Transparency is best policy
Thanks to a new policy, Michigan State Police have an inconsistent approach to death.
It didn’t use to be that way.
Typically, when they were at the point in an investigation where it was appropriate and they could be sure of the facts, our state police could be counted on to share those facts with the public. And those facts included the names of the people who had been killed.
Now, when someone is killed, they refuse to disclose the identity of that individual – except when, inexplicably, they do.
In one recent situation, a man was struck by an unmarked Michigan State Police vehicle and died at the hospital. Statements from various elected officials agreed it was “tragic.” Video footage of the incident was released in the “spirit of transparency” and Gov. Gretchen Whitmer, according to Bridge Michigan reporting, called it “unacceptable.”

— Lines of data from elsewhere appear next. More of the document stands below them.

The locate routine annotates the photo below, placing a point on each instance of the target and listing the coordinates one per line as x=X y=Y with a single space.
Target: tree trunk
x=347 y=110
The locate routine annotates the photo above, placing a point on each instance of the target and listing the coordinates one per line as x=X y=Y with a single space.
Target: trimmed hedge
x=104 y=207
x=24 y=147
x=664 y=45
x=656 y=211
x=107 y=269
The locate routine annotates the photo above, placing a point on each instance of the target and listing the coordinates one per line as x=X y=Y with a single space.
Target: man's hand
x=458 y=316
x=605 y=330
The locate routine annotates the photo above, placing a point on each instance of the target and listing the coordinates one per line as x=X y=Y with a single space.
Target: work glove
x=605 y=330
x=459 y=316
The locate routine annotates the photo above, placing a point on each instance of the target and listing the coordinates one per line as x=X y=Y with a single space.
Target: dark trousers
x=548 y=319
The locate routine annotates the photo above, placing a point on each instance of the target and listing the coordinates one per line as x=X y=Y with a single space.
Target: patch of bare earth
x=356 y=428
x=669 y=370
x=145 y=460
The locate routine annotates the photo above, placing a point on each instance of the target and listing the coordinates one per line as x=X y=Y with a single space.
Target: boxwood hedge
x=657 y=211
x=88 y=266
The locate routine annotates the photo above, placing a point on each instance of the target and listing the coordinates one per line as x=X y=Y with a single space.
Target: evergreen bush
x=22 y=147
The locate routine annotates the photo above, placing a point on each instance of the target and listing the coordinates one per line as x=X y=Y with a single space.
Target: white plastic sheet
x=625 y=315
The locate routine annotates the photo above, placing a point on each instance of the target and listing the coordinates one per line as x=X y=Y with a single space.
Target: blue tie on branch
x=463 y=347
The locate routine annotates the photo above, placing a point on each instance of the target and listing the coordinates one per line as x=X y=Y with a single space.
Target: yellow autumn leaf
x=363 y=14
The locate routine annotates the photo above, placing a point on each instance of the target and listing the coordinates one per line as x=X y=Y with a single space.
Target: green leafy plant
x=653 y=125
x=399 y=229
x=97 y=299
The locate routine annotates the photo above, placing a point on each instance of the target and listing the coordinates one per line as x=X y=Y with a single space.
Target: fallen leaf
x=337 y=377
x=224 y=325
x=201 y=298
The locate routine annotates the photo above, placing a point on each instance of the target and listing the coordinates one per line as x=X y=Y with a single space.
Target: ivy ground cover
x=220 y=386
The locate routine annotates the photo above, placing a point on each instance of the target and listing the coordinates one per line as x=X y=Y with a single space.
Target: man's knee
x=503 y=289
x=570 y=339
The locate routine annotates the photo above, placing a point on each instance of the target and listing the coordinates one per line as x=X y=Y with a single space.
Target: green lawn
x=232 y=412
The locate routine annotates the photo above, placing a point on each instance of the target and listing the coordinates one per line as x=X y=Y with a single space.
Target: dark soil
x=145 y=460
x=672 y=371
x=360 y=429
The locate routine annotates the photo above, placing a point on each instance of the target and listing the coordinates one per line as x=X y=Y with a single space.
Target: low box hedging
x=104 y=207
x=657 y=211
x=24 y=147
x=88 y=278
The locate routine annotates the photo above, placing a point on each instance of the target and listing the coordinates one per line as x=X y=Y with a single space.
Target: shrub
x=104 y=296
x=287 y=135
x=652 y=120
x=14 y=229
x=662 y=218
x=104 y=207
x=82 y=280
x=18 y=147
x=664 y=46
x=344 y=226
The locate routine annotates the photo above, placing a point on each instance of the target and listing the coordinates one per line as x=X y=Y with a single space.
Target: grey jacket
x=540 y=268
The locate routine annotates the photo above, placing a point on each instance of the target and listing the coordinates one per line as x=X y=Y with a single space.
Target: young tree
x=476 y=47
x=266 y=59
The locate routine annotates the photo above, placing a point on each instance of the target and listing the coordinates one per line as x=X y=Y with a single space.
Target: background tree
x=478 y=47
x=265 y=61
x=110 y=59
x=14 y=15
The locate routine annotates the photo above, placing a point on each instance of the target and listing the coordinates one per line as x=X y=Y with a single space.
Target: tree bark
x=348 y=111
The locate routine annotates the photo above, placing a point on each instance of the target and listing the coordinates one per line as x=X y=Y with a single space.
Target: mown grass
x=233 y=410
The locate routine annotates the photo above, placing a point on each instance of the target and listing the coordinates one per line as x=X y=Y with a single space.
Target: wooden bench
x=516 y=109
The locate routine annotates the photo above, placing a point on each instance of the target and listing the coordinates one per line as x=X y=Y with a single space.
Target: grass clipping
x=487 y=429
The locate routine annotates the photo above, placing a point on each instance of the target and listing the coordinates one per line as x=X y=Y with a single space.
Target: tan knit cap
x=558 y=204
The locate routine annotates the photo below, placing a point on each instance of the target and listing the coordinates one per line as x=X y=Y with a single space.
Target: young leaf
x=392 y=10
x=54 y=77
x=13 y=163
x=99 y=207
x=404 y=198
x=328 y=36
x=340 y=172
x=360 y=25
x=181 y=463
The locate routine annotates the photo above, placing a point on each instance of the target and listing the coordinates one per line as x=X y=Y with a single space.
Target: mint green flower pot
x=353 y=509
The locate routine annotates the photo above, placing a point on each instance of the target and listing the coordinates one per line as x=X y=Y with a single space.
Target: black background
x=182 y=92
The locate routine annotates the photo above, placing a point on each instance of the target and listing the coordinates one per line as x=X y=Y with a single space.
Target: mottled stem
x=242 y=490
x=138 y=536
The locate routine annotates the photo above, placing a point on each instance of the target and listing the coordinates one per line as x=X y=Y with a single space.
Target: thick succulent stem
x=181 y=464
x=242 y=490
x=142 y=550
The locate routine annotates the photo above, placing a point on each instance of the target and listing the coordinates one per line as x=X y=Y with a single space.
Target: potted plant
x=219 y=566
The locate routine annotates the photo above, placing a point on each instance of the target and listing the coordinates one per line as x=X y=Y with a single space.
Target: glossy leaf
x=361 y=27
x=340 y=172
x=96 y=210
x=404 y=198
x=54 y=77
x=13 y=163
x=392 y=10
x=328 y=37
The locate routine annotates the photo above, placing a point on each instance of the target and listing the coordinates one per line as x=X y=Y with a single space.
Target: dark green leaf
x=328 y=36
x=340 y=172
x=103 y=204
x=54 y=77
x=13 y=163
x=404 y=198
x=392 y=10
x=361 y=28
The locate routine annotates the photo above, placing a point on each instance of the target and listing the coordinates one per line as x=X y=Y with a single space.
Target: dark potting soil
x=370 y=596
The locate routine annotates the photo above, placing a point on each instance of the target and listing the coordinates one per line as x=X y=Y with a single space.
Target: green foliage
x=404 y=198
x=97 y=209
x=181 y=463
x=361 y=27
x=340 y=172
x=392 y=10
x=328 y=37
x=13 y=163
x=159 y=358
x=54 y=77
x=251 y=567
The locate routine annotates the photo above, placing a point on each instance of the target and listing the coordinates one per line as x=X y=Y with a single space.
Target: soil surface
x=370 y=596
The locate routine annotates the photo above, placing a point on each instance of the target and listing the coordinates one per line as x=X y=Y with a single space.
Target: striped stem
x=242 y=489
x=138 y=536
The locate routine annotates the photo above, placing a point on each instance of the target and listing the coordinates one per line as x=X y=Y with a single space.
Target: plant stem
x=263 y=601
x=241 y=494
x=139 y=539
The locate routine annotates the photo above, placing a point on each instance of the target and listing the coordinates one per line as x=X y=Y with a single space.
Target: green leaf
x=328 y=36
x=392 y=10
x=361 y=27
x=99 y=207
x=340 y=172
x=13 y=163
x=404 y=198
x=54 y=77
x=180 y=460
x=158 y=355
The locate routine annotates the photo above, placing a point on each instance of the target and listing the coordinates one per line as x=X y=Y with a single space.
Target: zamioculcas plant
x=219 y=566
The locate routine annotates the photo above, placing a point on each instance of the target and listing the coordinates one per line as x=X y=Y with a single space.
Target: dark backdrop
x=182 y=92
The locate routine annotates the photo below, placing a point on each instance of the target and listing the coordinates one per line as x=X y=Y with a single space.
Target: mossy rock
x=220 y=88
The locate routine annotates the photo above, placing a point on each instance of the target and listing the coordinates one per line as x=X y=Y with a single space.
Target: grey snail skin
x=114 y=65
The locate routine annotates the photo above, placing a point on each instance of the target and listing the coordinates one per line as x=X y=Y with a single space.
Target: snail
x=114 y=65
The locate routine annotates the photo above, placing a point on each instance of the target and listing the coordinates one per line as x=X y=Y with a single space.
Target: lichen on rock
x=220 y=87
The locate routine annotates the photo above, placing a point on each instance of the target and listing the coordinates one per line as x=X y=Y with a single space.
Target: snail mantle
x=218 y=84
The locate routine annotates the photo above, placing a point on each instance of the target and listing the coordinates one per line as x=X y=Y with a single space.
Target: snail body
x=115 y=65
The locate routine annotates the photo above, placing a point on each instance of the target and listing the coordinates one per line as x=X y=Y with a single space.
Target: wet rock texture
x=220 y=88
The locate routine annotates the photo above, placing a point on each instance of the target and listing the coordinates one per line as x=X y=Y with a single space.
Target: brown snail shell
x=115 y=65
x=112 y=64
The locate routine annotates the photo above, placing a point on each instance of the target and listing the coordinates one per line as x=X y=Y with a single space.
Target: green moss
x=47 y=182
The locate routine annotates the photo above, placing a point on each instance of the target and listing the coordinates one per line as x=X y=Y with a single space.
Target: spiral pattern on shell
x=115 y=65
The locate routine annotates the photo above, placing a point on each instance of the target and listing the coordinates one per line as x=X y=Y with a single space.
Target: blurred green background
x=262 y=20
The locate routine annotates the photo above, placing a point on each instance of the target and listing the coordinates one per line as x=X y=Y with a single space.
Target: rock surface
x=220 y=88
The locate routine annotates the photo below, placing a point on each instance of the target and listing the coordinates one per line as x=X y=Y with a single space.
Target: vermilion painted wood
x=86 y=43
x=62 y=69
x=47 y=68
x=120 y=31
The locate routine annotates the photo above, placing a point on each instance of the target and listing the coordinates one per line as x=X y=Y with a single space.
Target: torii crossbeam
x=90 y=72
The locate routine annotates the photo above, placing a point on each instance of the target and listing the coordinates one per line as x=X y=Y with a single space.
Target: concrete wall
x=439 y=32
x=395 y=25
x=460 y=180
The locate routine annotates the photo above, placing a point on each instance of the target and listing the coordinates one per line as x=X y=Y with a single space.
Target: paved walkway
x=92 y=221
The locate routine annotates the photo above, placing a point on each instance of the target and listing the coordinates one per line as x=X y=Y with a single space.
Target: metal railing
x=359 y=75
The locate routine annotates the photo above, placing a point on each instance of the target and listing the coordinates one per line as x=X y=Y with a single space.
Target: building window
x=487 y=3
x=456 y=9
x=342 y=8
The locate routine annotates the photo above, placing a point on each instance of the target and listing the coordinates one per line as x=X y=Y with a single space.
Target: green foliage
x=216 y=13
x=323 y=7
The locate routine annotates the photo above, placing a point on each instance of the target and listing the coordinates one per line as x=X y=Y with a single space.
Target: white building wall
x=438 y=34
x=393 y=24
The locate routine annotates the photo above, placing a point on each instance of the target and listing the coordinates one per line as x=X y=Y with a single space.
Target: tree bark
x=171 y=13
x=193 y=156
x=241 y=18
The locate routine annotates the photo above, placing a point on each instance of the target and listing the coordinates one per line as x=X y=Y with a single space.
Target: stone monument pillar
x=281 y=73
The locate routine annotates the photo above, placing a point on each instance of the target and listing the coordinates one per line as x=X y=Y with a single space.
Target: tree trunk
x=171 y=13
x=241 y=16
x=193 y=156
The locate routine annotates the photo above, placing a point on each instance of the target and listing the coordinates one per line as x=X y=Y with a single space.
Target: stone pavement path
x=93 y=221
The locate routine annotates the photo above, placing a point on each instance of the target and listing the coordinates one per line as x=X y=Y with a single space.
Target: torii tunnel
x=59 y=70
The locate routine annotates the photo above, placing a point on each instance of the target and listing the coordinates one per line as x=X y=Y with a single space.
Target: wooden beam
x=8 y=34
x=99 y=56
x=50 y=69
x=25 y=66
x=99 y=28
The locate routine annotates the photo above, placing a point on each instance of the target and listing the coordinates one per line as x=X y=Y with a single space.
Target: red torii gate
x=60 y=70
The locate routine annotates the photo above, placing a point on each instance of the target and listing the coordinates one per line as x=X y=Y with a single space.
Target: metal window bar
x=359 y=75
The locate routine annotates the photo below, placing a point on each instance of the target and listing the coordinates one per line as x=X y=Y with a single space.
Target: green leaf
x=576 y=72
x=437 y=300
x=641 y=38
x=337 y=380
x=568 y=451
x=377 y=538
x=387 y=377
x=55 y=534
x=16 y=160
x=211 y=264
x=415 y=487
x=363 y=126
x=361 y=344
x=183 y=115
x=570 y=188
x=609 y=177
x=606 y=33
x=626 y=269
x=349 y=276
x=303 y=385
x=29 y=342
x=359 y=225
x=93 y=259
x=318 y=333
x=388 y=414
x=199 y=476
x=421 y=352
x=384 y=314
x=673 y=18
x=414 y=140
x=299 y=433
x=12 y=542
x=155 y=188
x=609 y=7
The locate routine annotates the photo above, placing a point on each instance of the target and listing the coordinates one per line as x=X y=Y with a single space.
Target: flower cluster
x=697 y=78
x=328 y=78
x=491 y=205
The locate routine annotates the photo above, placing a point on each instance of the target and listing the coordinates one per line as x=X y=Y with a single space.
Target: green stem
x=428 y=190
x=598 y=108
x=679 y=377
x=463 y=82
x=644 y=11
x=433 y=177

But acknowledgements of tragedy and gestures of transparency were not evident when state police investigated the death of 41-year-old Brandy May Neibert, who was shot to death when the Northern Michigan Mutual Aid Task Force Emergency Response Team tried to execute a search warrant in Norwich Township.
Nor were they apparent in the Jan. 27 death of Jake Turner, a 35-year-old Kalkaska man who was shot to death in a deer blind by state troopers after an alleged domestic violence incident.
Turner was found slumped over a loaded gun. Neibert died with a knife in one hand and a pot lid in the other.
In both cases, law enforcement agencies involved in these incidents wouldn’t release the names of the dead until weeks after they had been killed. Most of the information about these tragedies was obtained through Record-Eagle reporter Elizabeth Brewer’s dogged pursuit of Michigan Freedom of Information Act records.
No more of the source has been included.